Poetische Überfälle

Als sei in meinem Hirn ein Ort entstanden,
an welchem Bilder, Verse, Reime blühen,
die mir im Ohre klingen, bis sie landen
auf dem Papier, geschrieben ohne Mühe.

Wie Quellen, die aus Felsen plötzlich springen,
so sprudeln mir die Worte in den Sinn.
Es ist, als ob in mir die Sprache singe
und leichthin sage, was zu schreiben hin.

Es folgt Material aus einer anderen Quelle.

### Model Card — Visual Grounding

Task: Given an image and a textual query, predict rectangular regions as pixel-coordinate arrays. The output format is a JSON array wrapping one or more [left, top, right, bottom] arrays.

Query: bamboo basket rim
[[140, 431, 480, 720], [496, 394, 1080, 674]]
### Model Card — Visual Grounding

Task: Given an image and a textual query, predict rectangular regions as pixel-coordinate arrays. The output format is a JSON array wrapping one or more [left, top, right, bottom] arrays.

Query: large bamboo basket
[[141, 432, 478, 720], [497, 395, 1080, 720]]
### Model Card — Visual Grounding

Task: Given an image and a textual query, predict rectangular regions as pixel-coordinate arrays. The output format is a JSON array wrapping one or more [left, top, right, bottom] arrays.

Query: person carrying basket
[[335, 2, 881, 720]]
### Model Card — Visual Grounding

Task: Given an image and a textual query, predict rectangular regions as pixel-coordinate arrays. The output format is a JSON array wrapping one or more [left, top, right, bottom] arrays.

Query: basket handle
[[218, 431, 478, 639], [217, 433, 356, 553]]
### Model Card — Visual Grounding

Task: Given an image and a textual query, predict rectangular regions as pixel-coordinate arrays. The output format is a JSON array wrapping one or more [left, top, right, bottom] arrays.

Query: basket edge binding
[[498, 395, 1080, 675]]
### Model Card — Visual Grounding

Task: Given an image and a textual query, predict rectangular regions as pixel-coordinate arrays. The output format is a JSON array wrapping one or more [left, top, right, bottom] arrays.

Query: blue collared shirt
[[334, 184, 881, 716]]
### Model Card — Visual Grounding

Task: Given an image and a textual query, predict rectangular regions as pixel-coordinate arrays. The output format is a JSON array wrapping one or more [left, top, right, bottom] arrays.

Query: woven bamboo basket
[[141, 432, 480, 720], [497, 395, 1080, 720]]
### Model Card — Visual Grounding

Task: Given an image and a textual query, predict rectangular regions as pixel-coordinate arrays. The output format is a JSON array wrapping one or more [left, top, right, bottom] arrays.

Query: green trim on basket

Wie eine Sucht, ich kann mich kaum erwehren,
so stürzen Reime, Verse auf mich ein,
als wolle wer ein volles Fass entleeren,
bevor er ’s rollt in seinen Keller rein.

Wie kann man es erahnen, auch ermessen,
was sich geheimnisvoll zuweilen zeigt.
Lässt doch Vernunft die Wunder meist vergessen,
wenn sie sich nüchtern über ’s Leben neigt.

„Wer lässt sich denn von Worten so betören“,
fragt sie, „sich Zeit und Sinne rauben gar,
dass er, fast Sprachrohr nur, sanft mag beschwören,
was lebt, in Versen fühlt, poetisch? Narr!“

Ein Spiel ist wohl mein süchtig’ Dichten nur,
das mich schon früh am Morgen wirken lässt;
und doch, was in mir klingt, der Verse Spur,
das hält mich wunderbar umfangen, fest.

Ingrid Herta Drewing

Selbstgespräch eines Amateurs

Nicht jeder, der reimt, ist ein Dichter.
Nicht alles, was blüht, trägt auch Frucht.
Oft leiten des Traumes Gesichter
und locken in weltliche Flucht.

Da mag sich so mancher betäuben,
säuft süß sich an Worten satt.
Sieht schon der Bienen Bestäuben,
wähnt sich auf Zweig’s grünem Blatt.

So vieles auf Erden ist Spiel,
doch darum nicht weniger gut.
Such’ reinen Herzens dein Ziel,
verliere dabei nicht den Mut!

Dann mag dir vielleicht auch gelingen
das eine, das gute Gedicht,
in welchem das Leben wird singen.
Und mehr will ein Dichter wohl nicht.